Et Dusapin dans tout ça ? Je me suis demandé plusieurs fois en voyant le film, si je n'avais pas entendu sa musique sans m'en apercevoir, peut-être distrait par le flux narratif, mais à aucun moment il ne me semblait avoir été accroché par quelque chose qui me rappelât son écriture, sauf à la toute fin. En écoutant les commentaires de la réalisatrice, j'ai eu la confirmation que la musique de Dusapin n'apparaissait effectivement qu'à la dernière séquence, à la 78e minute très exactement, pour s'éteindre quelques minutes plus tard au générique de fin. Dix minutes de musique, voilà le résultat du travail de Pascal Dusapin, en fait une longue plage pour un effectif d'une trentaine de cordes. Le compositeur lorgne davantage vers la modernité languissante d'un Alexandre Desplats que vers le glorieux passé hermannien, mais sa partition recèle les aspérités que l'on trouve chez Hans Werner Henze dans les films de Resnais, cousue dans le fil des émotions véhiculées tout au long du film. Lorsque la musique apparaît, le cheminement intérieur des personnages et des spectateurs semble jaillir avec d'autant plus de vigueur qu'il était vécu jusque-là de manière silencieuse (si l'on excepte les diverses musiques additionnelles). Ainsi émerge un climat fiévreux, électrique, et en même temps chargé d'effroi, qui magnifie la perversité sous-jacente des personnages. Dusapin a signé une musique à la fois ductile et paroxystique, en symbiose avec la narration, étoffant admirablement la teneur tragique du film.
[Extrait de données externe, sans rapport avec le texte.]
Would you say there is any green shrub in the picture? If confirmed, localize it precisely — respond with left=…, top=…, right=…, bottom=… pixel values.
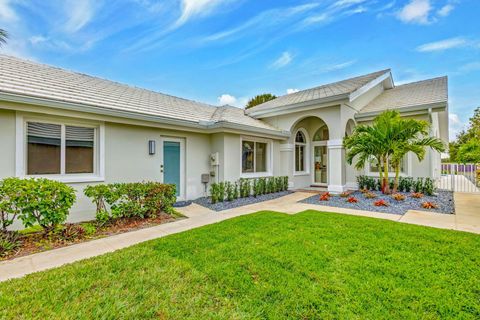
left=81, top=223, right=97, bottom=236
left=60, top=224, right=86, bottom=241
left=218, top=182, right=226, bottom=203
left=12, top=178, right=76, bottom=233
left=239, top=179, right=251, bottom=198
left=0, top=231, right=21, bottom=257
left=283, top=176, right=289, bottom=191
left=84, top=182, right=177, bottom=223
left=423, top=178, right=435, bottom=196
left=414, top=178, right=424, bottom=193
left=253, top=179, right=259, bottom=197
left=0, top=177, right=24, bottom=232
left=210, top=183, right=219, bottom=204
left=226, top=182, right=234, bottom=201
left=233, top=182, right=239, bottom=200
left=267, top=177, right=275, bottom=194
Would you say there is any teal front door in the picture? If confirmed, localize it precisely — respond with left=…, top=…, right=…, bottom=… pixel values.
left=163, top=140, right=182, bottom=198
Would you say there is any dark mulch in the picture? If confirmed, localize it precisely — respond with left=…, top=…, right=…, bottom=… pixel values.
left=193, top=191, right=293, bottom=211
left=299, top=190, right=455, bottom=215
left=2, top=214, right=180, bottom=261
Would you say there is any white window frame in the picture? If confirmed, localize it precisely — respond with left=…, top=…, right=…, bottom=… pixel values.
left=294, top=128, right=310, bottom=176
left=15, top=113, right=105, bottom=183
left=365, top=154, right=411, bottom=177
left=240, top=136, right=273, bottom=178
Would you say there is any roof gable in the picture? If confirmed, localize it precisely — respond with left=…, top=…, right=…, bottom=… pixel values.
left=245, top=69, right=392, bottom=117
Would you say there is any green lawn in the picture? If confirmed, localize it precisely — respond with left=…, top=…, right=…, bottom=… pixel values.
left=1, top=211, right=479, bottom=319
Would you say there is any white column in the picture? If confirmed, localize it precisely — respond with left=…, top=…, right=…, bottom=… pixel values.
left=327, top=139, right=346, bottom=193
left=280, top=143, right=294, bottom=189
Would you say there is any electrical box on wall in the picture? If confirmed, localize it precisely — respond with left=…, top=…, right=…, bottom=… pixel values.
left=210, top=152, right=219, bottom=166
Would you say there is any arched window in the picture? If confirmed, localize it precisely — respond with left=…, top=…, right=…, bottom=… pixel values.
left=313, top=126, right=329, bottom=141
left=295, top=129, right=308, bottom=173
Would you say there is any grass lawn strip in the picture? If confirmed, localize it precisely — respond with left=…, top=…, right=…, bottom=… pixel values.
left=0, top=210, right=478, bottom=319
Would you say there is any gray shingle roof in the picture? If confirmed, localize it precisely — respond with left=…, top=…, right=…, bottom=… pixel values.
left=0, top=55, right=280, bottom=133
left=246, top=69, right=391, bottom=114
left=359, top=76, right=448, bottom=114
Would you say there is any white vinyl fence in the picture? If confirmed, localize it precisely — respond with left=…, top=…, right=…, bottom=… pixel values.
left=437, top=163, right=479, bottom=193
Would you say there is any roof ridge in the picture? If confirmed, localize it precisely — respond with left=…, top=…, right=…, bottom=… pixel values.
left=393, top=76, right=448, bottom=88
left=0, top=54, right=219, bottom=110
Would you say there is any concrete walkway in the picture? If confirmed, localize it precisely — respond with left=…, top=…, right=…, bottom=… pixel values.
left=1, top=192, right=479, bottom=282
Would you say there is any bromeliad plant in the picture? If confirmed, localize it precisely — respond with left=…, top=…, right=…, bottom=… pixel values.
left=422, top=201, right=438, bottom=209
left=391, top=193, right=406, bottom=201
left=346, top=196, right=358, bottom=203
left=374, top=199, right=389, bottom=207
left=319, top=192, right=331, bottom=201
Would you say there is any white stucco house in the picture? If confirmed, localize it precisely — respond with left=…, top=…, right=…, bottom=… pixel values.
left=0, top=55, right=449, bottom=222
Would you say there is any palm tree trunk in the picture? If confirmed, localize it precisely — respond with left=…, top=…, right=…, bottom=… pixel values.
left=383, top=156, right=390, bottom=194
left=393, top=164, right=400, bottom=193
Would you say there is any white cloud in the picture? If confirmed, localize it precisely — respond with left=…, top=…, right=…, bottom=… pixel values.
left=437, top=4, right=454, bottom=17
left=218, top=94, right=237, bottom=105
left=271, top=51, right=293, bottom=69
left=459, top=61, right=480, bottom=73
left=397, top=0, right=432, bottom=24
left=416, top=37, right=467, bottom=52
left=449, top=113, right=466, bottom=141
left=64, top=0, right=96, bottom=33
left=322, top=60, right=357, bottom=72
left=0, top=0, right=17, bottom=22
left=175, top=0, right=234, bottom=28
left=29, top=35, right=47, bottom=45
left=287, top=88, right=299, bottom=94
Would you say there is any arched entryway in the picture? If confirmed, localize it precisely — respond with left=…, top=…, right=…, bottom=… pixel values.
left=290, top=116, right=330, bottom=188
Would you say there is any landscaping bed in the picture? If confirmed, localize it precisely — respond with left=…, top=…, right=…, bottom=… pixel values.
left=1, top=213, right=180, bottom=261
left=194, top=190, right=292, bottom=211
left=299, top=190, right=455, bottom=215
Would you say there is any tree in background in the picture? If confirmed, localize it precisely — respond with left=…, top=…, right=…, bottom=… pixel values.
left=245, top=94, right=277, bottom=109
left=457, top=138, right=480, bottom=164
left=449, top=107, right=480, bottom=162
left=0, top=29, right=7, bottom=47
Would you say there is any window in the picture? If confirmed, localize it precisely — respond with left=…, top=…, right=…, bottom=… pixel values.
left=26, top=121, right=96, bottom=176
left=295, top=130, right=307, bottom=173
left=313, top=126, right=329, bottom=141
left=241, top=138, right=270, bottom=174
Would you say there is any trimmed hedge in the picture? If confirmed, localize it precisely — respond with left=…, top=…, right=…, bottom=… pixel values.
left=0, top=177, right=76, bottom=233
left=84, top=182, right=177, bottom=224
left=357, top=175, right=436, bottom=196
left=210, top=176, right=288, bottom=204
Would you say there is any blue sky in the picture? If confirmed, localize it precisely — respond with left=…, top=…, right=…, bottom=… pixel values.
left=0, top=0, right=479, bottom=140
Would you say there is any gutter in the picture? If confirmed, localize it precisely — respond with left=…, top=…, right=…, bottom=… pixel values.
left=354, top=102, right=447, bottom=120
left=0, top=91, right=289, bottom=139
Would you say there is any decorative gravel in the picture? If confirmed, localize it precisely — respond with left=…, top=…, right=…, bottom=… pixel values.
left=299, top=190, right=455, bottom=215
left=193, top=191, right=293, bottom=212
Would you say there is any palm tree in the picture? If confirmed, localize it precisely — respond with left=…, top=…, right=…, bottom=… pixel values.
left=389, top=118, right=445, bottom=192
left=344, top=125, right=387, bottom=190
left=0, top=29, right=7, bottom=47
left=344, top=110, right=445, bottom=194
left=245, top=93, right=277, bottom=109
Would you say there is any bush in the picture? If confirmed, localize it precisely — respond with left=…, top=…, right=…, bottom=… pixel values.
left=60, top=224, right=86, bottom=241
left=0, top=231, right=21, bottom=257
left=0, top=177, right=24, bottom=232
left=239, top=179, right=251, bottom=198
left=84, top=182, right=177, bottom=223
left=423, top=178, right=435, bottom=196
left=226, top=182, right=234, bottom=201
left=11, top=178, right=76, bottom=233
left=414, top=178, right=424, bottom=193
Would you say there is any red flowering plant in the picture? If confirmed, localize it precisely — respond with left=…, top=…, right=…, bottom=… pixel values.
left=346, top=196, right=358, bottom=203
left=422, top=201, right=438, bottom=209
left=373, top=199, right=389, bottom=207
left=319, top=192, right=331, bottom=201
left=411, top=192, right=424, bottom=199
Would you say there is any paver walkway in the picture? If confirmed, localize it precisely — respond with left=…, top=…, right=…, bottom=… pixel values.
left=1, top=192, right=479, bottom=282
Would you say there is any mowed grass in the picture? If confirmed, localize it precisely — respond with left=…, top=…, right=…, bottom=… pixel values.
left=1, top=211, right=479, bottom=319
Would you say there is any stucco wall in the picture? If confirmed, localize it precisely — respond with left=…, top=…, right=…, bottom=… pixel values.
left=0, top=109, right=212, bottom=224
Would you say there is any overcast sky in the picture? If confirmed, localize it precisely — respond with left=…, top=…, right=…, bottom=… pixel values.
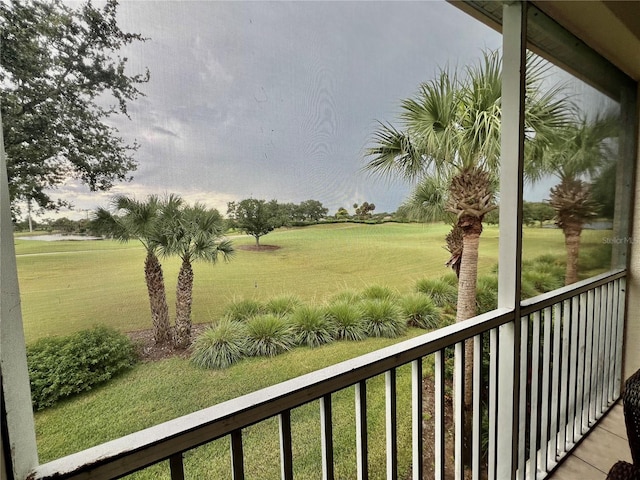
left=49, top=1, right=505, bottom=219
left=49, top=1, right=613, bottom=221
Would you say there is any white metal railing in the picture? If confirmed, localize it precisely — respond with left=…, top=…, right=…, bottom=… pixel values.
left=518, top=270, right=626, bottom=479
left=29, top=270, right=626, bottom=480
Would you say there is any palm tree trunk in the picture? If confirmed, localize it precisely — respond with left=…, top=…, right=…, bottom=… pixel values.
left=457, top=215, right=482, bottom=464
left=563, top=225, right=582, bottom=285
left=144, top=252, right=171, bottom=344
left=174, top=258, right=194, bottom=349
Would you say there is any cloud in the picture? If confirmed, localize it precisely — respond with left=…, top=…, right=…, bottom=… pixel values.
left=45, top=1, right=504, bottom=219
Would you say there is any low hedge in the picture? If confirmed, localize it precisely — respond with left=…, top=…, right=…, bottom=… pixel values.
left=27, top=326, right=136, bottom=410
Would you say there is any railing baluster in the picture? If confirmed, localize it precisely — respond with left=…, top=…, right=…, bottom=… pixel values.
left=472, top=335, right=481, bottom=480
left=435, top=350, right=446, bottom=480
left=593, top=285, right=604, bottom=419
left=575, top=292, right=586, bottom=435
left=517, top=316, right=528, bottom=480
left=488, top=329, right=498, bottom=480
left=454, top=342, right=464, bottom=480
left=567, top=297, right=578, bottom=447
left=355, top=381, right=368, bottom=480
left=583, top=290, right=595, bottom=429
left=549, top=303, right=562, bottom=467
left=614, top=278, right=626, bottom=397
left=603, top=282, right=613, bottom=408
left=597, top=284, right=607, bottom=415
left=230, top=429, right=245, bottom=480
left=385, top=369, right=397, bottom=480
left=558, top=300, right=570, bottom=456
left=320, top=394, right=334, bottom=480
left=528, top=312, right=541, bottom=480
left=411, top=359, right=423, bottom=480
left=279, top=410, right=293, bottom=480
left=169, top=453, right=185, bottom=480
left=607, top=281, right=618, bottom=403
left=539, top=307, right=552, bottom=474
left=572, top=294, right=583, bottom=440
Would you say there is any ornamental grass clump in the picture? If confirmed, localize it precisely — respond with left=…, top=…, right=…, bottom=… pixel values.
left=400, top=293, right=441, bottom=330
left=330, top=290, right=362, bottom=305
left=523, top=270, right=564, bottom=294
left=414, top=277, right=458, bottom=309
left=361, top=285, right=397, bottom=301
left=265, top=295, right=303, bottom=317
left=246, top=314, right=296, bottom=357
left=223, top=298, right=264, bottom=322
left=190, top=320, right=248, bottom=369
left=476, top=275, right=498, bottom=314
left=290, top=306, right=336, bottom=348
left=361, top=298, right=406, bottom=338
left=325, top=301, right=367, bottom=341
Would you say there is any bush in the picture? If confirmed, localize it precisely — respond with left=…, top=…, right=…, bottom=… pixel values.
left=476, top=275, right=498, bottom=314
left=224, top=299, right=264, bottom=322
left=290, top=306, right=336, bottom=348
left=191, top=320, right=248, bottom=369
left=361, top=285, right=396, bottom=301
left=361, top=299, right=406, bottom=338
left=325, top=302, right=367, bottom=341
left=27, top=326, right=136, bottom=410
left=415, top=277, right=458, bottom=309
left=330, top=290, right=361, bottom=304
left=265, top=295, right=303, bottom=317
left=400, top=294, right=441, bottom=329
left=245, top=314, right=296, bottom=357
left=522, top=270, right=563, bottom=295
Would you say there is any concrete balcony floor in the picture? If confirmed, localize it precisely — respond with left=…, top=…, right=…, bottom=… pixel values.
left=549, top=403, right=631, bottom=479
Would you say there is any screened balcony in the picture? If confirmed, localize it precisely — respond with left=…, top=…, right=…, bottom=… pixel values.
left=2, top=1, right=640, bottom=480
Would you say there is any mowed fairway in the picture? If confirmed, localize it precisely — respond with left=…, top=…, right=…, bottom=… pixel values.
left=16, top=222, right=610, bottom=342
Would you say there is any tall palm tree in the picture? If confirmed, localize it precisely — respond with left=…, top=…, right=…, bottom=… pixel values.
left=158, top=202, right=234, bottom=349
left=530, top=112, right=618, bottom=284
left=92, top=195, right=172, bottom=344
left=364, top=50, right=570, bottom=457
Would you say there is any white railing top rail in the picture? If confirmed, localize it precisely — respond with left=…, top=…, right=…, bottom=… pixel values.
left=520, top=268, right=625, bottom=316
left=29, top=269, right=626, bottom=480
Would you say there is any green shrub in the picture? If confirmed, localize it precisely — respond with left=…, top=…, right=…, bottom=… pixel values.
left=522, top=270, right=563, bottom=295
left=400, top=294, right=441, bottom=330
left=415, top=278, right=458, bottom=309
left=440, top=272, right=459, bottom=287
left=330, top=290, right=362, bottom=304
left=325, top=302, right=367, bottom=341
left=520, top=277, right=540, bottom=300
left=361, top=285, right=396, bottom=301
left=526, top=256, right=565, bottom=282
left=290, top=306, right=336, bottom=348
left=245, top=314, right=296, bottom=357
left=27, top=326, right=136, bottom=410
left=361, top=299, right=406, bottom=338
left=224, top=299, right=264, bottom=322
left=476, top=275, right=498, bottom=314
left=191, top=320, right=248, bottom=369
left=265, top=295, right=303, bottom=317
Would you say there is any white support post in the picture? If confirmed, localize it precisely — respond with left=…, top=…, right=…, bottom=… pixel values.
left=497, top=2, right=527, bottom=479
left=0, top=113, right=39, bottom=478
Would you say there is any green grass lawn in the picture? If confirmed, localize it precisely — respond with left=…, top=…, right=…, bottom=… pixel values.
left=16, top=223, right=611, bottom=342
left=22, top=222, right=612, bottom=477
left=35, top=332, right=424, bottom=478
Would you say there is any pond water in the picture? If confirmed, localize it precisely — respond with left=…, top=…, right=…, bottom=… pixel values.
left=19, top=234, right=102, bottom=241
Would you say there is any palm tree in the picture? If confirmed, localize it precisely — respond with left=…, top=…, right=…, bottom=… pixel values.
left=530, top=112, right=618, bottom=284
left=158, top=202, right=234, bottom=349
left=92, top=195, right=172, bottom=345
left=364, top=50, right=570, bottom=457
L'Orchestre National de Montpellier, placé sous la baguette du slovaque Juraj Valcuha, donne une interprétation en apesanteur de la partition, servie par un son excellent. Il reste que dix petites minutes de musique dont cinq sur le générique, c'est peu. En espérant que Pascal Dusapin, qui n'est pas étranger au monde du cinéma puisqu'il est marié à l'actrice Florence Darel, soit à l'avenir demandé pour un travail plus conséquent, ça nous changera des Nicola Piovani et Bruno Coulais.